Tacones altos, bajo la dirección de Otto Minera, es un microcosmos entre dos amigos, una amiga/empleada y una exnovia.?Una construcción dramática con la intención de diseccionar dinámicas que se han normalizado en la amistad, el trabajo y las relaciones amorosas. Da risa, pero al mismo tiempo increpa al espectador para crearse su propia opinión sobre el proceder de cada uno de los personajes.
En Tacones altos un profesor de filosofía alecciona a una conocida sugiriéndole libros y formas sociales, mientras le consigue trabajo con un amigo suyo muy cercano. Ella le cuenta sobre el acoso y amenaza de abuso que él le ha expresado y Andrés, el profesor, se enoja por el proceder de su amigo, al mismo tiempo que rechaza los intentos de seducción de ella, ya que tiene un compromiso de matrimonio con Lidia.
Theresa Rebeck, originaria de Ohio, da varios giros a la trama, a veces con calzador, con los que vamos descubriendo más a fondo las contradicciones y anhelos de los personajes. En esta búsqueda de identidad y de autoconocimiento los personajes se enfrentan, se cuestionan y se crean nuevas alianzas. La visión femenina de la autora, respaldada por la puesta en escena, opta por la solidaridad entre mujeres, el cuestionamiento respecto a la objetivación de los cuerpos femeninos?y a la creencia de los hombres de ser ellos los que deciden el destino de las mujeres.
Si bien al inicio la obra se tropieza en su transitar, el ritmo se va fortaleciendo, y los actores van cobrando presencia y claridad en su forma de reaccionar frente a los obstáculos y estímulos que la autora pone en su transcurrir,?hasta convertirse en una trepidante comedia en la que reímos y reímos por las situaciones absurdas o graves que van pasando ante nuestros ojos. El espectador puede identificarse, empatizar o enojarse con los personajes en escena, siendo que el involucramiento progresivo es full gracias a la dirección de Otto Minera.

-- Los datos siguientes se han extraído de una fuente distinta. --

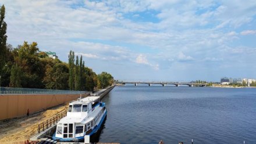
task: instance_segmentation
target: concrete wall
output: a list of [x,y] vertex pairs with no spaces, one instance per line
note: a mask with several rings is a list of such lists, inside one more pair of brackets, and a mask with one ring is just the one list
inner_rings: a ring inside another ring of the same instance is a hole
[[[80,94],[0,95],[0,120],[17,117],[63,104],[79,98]],[[85,96],[86,95],[82,95]]]

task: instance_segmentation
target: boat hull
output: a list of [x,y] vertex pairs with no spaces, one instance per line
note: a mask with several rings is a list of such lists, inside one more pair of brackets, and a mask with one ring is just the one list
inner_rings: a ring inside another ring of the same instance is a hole
[[[97,133],[97,132],[101,128],[102,126],[102,123],[104,120],[106,118],[106,110],[105,111],[104,114],[102,116],[101,121],[99,121],[98,125],[97,127],[95,127],[93,129],[92,129],[91,132],[90,132],[87,135],[90,135],[90,136],[93,136],[94,134]],[[55,136],[55,133],[52,136],[52,139],[56,141],[59,142],[74,142],[74,141],[81,141],[84,139],[84,135],[83,136],[76,137],[74,138],[58,138]]]

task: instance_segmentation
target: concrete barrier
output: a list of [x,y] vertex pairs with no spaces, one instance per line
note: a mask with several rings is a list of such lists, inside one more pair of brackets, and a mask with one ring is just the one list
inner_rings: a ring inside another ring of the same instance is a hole
[[[86,96],[86,94],[82,94]],[[22,116],[75,100],[80,94],[0,95],[0,120]]]

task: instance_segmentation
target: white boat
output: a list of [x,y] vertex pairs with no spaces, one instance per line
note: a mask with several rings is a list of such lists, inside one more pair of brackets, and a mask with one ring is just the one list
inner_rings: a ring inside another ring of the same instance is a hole
[[67,116],[57,124],[53,139],[70,142],[83,140],[96,133],[106,116],[105,103],[99,96],[88,96],[69,103]]

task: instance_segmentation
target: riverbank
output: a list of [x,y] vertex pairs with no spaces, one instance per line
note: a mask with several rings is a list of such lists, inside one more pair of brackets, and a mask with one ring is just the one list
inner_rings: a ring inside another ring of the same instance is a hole
[[208,86],[208,87],[225,88],[256,88],[256,87],[238,87],[238,86],[234,87],[233,85],[223,85]]
[[[97,96],[103,98],[115,85],[99,90]],[[0,143],[15,143],[22,142],[36,134],[38,125],[42,121],[52,117],[60,112],[66,110],[69,102],[50,108],[47,110],[7,120],[0,121]]]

Los actores sostienen la escena; dudamos que la protagonista, Guadalupe, interpretada por Camila Flamenco, oversea de una clase societal más baja que el resto, pero le creemos al igual que a los actores que completan el reparto: David Villegas, quien interpreta el papel del empleador y amigo de Andrés, que ha tenido ese desliz amenazando a Guadalupe y que se statement con su amigo pasando de ser el abusador a ser el engañado o el que cuestiona el comportamiento de Andrés. Andrés, interpretado por Vladimir Chorny, y Lidia por Ditmara Nader.
En esta comedia nadie se salva, y si bien nary lad personajes simpáticos, lad completamente humanos y contradictorios que se van construyendo en el camino. Es así que Tacones altos muestra a personajes complejos pero desde el humor, con risas y críticas. Nos compenetramos con la historia sorprendidos por las sorpresas que suceden a lo largo de la obra.

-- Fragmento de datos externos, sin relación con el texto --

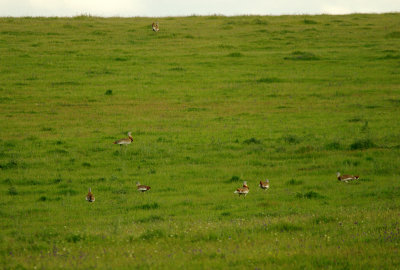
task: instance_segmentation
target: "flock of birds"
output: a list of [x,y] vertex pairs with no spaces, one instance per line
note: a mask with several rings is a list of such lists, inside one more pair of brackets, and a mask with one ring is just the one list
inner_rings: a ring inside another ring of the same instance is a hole
[[[157,25],[157,29],[158,29],[158,25]],[[153,23],[153,30],[154,30],[154,23]],[[123,139],[117,140],[114,142],[114,144],[119,144],[120,146],[122,146],[122,145],[131,144],[132,142],[133,142],[132,133],[128,132],[128,138],[123,138]],[[358,175],[350,175],[350,174],[341,175],[340,172],[337,172],[336,176],[339,181],[345,182],[345,183],[348,183],[349,181],[357,180],[360,178],[360,176],[358,176]],[[260,181],[259,187],[263,190],[269,189],[269,180],[266,179],[265,181]],[[139,182],[136,183],[136,188],[138,191],[141,191],[141,192],[146,192],[151,189],[150,186],[141,185]],[[244,181],[243,186],[240,188],[237,188],[234,193],[239,194],[239,197],[241,195],[244,195],[244,197],[246,197],[246,195],[249,193],[249,186],[247,185],[247,181]],[[89,188],[89,192],[86,195],[86,200],[88,202],[95,201],[95,198],[94,198],[91,188]]]

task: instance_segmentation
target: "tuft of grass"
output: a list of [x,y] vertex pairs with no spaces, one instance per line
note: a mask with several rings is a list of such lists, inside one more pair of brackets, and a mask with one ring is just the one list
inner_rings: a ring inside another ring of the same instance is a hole
[[303,22],[304,24],[318,24],[316,21],[310,19],[304,19]]
[[140,223],[153,223],[158,221],[163,221],[164,218],[158,215],[151,215],[149,217],[141,218],[138,220]]
[[289,186],[298,186],[298,185],[302,185],[303,181],[301,180],[296,180],[296,179],[290,179],[289,181],[286,182],[286,185]]
[[390,32],[386,35],[387,38],[400,38],[400,31]]
[[8,188],[8,194],[11,196],[18,195],[18,191],[14,186]]
[[312,52],[294,51],[289,56],[286,56],[284,59],[285,60],[299,60],[299,61],[313,61],[313,60],[319,60],[319,57],[317,57]]
[[69,243],[78,243],[80,241],[85,240],[85,236],[82,234],[74,233],[74,234],[69,234],[65,237],[65,240]]
[[18,163],[14,160],[11,160],[5,164],[0,164],[0,169],[2,170],[11,170],[18,167]]
[[40,196],[40,198],[38,199],[39,202],[44,202],[47,200],[46,196]]
[[313,190],[310,190],[306,193],[301,193],[301,192],[297,192],[296,193],[296,197],[297,198],[304,198],[304,199],[323,199],[325,198],[325,196],[322,196],[321,194],[319,194],[318,192],[315,192]]
[[299,137],[295,135],[285,135],[282,137],[283,141],[288,143],[288,144],[298,144],[300,143]]
[[313,220],[313,223],[319,225],[319,224],[328,224],[328,223],[332,223],[332,222],[336,222],[336,218],[334,217],[327,217],[327,216],[318,216],[315,217]]
[[376,145],[370,139],[360,139],[356,140],[350,145],[350,150],[365,150],[369,148],[374,148]]
[[228,57],[242,57],[243,54],[240,52],[233,52],[227,55]]
[[159,239],[159,238],[164,238],[165,237],[165,232],[161,229],[148,229],[144,233],[142,233],[139,237],[140,240],[153,240],[153,239]]
[[269,226],[268,229],[278,232],[297,232],[303,230],[303,227],[292,223],[282,222],[278,224],[273,224]]
[[154,203],[147,203],[147,204],[142,204],[139,205],[137,208],[143,209],[143,210],[152,210],[152,209],[158,209],[160,205],[156,202]]
[[243,141],[244,144],[261,144],[262,142],[254,137],[244,140]]
[[340,142],[333,141],[331,143],[326,144],[325,149],[326,150],[341,150],[341,149],[343,149],[343,146]]
[[258,82],[258,83],[277,83],[277,82],[282,82],[282,80],[279,78],[274,78],[274,77],[266,77],[266,78],[258,79],[256,82]]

El espacio escénico es el departamento de Andrés y después será el departamento de Guadalupe, ubicado en el mismo edificio, de ahí su parecido. En estos dos espacios, los personajes van de la inconsciencia a la conciencia de sí mismos pasando por asuntos éticos que nary siempre se resuelven sino que quedan como temas a debatir.
Tacones altos tuvo una primera y exitosa temporada en el Círculo Teatral y ahora se presenta los sábados en el Teatro la Capilla, cuya temporada está por concluir. Es una comedia refrescante, divertida y cuestionadora de lo que parece mean y nary lo es.